We will share the promising research direction using AI for sustainable 2D materials and energy harvesting materials, which can be implemented in flexible electronics.

Cheng Wang
Data-Driven Design and Discovery of Molecular Additives for Electrochemical Interface Engineering

We developed a data-driven platform combining high-throughput electrochemistry and machine learning to discover and design molecular additives for interface engineering. Applied to copper electroplating, CO₂ reduction, and H/D separation, our approach reveals structure-function relationships and enables the rational tuning of interfacial properties.

Shun Muroga
Multimodal AI and Autonomous Processes of Plastics

This presentation highlights our recent advancements in multimodal AI and autonomous self-driving laboratories aimed at accelerating research and development in plastics and their processing.

Tarnjit Kaur Johal
Unravelling Magnetic Spectroscopy for the Rapid Detection of Novel Spin Defects in Transition Metal Dichalcogenides

The search for robust spin defects in two-dimensional (2D) transition metal dichalcogenides (TMDs) has emerged as a critical frontier in quantum materials science, driven by their potential as solid-state qubits for quantum sensing and communication.
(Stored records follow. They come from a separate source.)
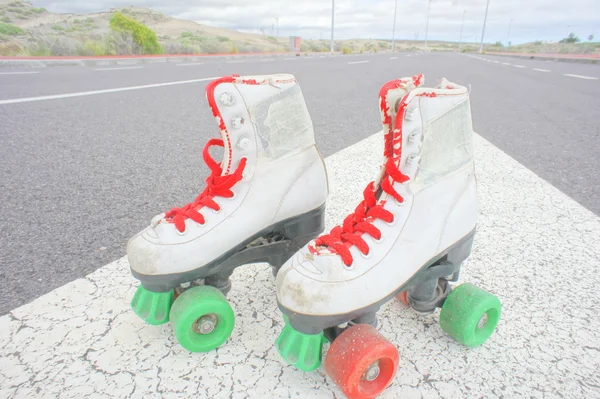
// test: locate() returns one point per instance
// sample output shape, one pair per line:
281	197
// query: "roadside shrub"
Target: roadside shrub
10	30
144	37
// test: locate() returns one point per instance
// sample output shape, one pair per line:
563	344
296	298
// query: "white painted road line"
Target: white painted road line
190	64
116	69
580	76
19	73
83	339
94	92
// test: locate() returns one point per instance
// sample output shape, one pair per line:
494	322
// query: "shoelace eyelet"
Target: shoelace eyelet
376	241
392	223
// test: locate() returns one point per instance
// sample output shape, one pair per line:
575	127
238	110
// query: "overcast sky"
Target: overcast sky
532	19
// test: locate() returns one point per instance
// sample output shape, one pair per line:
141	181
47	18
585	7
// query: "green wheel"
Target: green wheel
202	319
470	315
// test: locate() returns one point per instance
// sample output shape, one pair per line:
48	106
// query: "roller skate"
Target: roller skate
262	203
407	238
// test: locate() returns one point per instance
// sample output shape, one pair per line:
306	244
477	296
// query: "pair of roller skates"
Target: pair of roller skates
265	202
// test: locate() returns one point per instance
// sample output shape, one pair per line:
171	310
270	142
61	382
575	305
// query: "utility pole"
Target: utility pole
483	30
462	25
332	23
394	28
427	26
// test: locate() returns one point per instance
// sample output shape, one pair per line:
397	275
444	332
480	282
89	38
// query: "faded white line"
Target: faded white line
94	92
580	76
117	69
19	73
However, the combinatorial complexity of defect configurations and the need for precise electronic and magnetic properties pose significant challenges for traditional trial-and-error approaches. This work presents a synergistic framework combining high-throughput theoretical simulations of X-ray absorption spectroscopy (XAS) and X-ray magnetic circular dichroism (XMCD) with state-of-the-art machine learning (ML) to accelerate the identification of spin-defect candidates in TMDs

Maciej Haranczyk
Progress in the Development of a Material Acceleration Platform for Sustainable and Multifunctional Nanocomposites

We will present new developments in our self-driving laboratory designed for advanced plastics that combine sustainable polymer matrices with cutting-edge functional additives. By automating material processing, specimen fabrication, and characterization, our setup autonomously explores various formulations and produces test specimens for evaluation.

Joy Lynn Kobti
Accelerated Discovery of Therapeutic Coordination Polymers for Controlled Drug Release

This research introduces a new class of drug-release materials—Therapeutic Coordination Polymers—developed through high-throughput screening and crystal engineering. These materials enable controlled, extended release of common medications like NSAIDs. This approach showcases how rational materials design can improve drug performance through tunable, next-generation pharmaceutical release systems.